Industry 4.0 starts to move towards Industry 5.0 when you begin to allow customers to customize what they want

Industry 4.0

What Is Industry 5.0?

Less than a decade has passed since talk of Industry 4.0 first surfaced in manufacturing circles, yet visionaries are already forecasting the next revolution — Industry 5.0. If the current revolution emphasizes the transformation of factories into IoT-enabled smart facilities that utilize cognitive computing and interconnect via cloud servers, Industry 5.0 is set to focus on the return of human hands and minds into the industrial framework.

Industry 5.0 is the revolution in which man and machine reconcile and find ways to work together to improve the means and efficiency of production. Funny enough, the fifth revolution could already be underway among the companies that are just now adopting the principles of Industry 4.0. Even when manufacturers start using advanced technologies, they are not instantly firing vast swaths of their workforce and becoming entirely computerized.
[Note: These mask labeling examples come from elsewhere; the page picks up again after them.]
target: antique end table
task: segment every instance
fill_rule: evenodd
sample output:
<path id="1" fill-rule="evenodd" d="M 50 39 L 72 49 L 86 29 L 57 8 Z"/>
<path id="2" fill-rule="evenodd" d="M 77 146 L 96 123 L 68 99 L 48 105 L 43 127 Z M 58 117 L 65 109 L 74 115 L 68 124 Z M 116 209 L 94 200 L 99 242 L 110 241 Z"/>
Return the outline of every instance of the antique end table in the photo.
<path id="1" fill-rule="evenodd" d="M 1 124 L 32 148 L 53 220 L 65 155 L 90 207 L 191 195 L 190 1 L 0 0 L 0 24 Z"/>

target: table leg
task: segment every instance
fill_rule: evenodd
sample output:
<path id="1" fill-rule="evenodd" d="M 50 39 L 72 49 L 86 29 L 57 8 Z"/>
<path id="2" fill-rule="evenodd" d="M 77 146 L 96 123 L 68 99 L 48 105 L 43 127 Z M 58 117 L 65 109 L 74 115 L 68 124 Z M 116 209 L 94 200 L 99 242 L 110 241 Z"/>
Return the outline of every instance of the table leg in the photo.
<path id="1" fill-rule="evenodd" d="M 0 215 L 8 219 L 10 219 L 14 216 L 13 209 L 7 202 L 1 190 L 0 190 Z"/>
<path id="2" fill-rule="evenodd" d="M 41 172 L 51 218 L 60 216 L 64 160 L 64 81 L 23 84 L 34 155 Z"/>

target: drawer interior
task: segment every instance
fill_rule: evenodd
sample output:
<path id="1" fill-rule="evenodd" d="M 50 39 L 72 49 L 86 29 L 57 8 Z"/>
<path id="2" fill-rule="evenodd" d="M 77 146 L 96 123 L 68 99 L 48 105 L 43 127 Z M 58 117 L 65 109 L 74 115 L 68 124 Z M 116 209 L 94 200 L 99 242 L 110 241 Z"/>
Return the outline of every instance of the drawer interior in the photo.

The cost of a new product can be determined with the help of costing software for manufacturing industry. It automates the costing processes and accelerates the time to market on new products.

With Industry 5.0, you’ll be able to automate the manufacturing process better, which means you’ll have real-time data coming in from the field

The Industrial Revolution

As technological innovations become ever more rapid, revolutions could ultimately follow one another in quick succession over the next 10 years and beyond. Whereas the first three industrial revolutions took decades to play out, today’s revolutions last only as long as it takes for industry-wide implementation to complete itself. It’s important to note that Manufacturing 5.0 is an upgrade of 4.0 and not entirely new.

Overall, the development of Industry 5.0 could prove to be the full realization of what the architects of Industry 4.0 had only dreamed of at the dawn of the 2010s. As artificial intelligence improves and factory robots assume more human-like capabilities, the interaction between computers, robots and human workers will ultimately become more meaningful and mutually enlightening.

Industrial revolution article and permission to publish here provided by Jenis Sheth. Originally published on Supply Chain Game Changer on July 26, 2018.

6 thoughts on “The Industrial Revolution from Industry 1.0 to 5.0!”

  1. Dear Sir,

    I read your article on the industrial revolution from 1.0 to 5.0. I admire your work.
    I am currently writing an academic page(thesis) on the topic “investigating the impact of digital transformation on the economic growth of Africa” and would like to know your view on digital transformation regarding the African continent.

    I hope to hear from you soon

    Best regards,

    Kwadwo Gyasi

  2. This is a wonderful article that offers a futuristic view of the industrial and engineering climate ahead of us. Digital transformation would add to dynamics and complexity.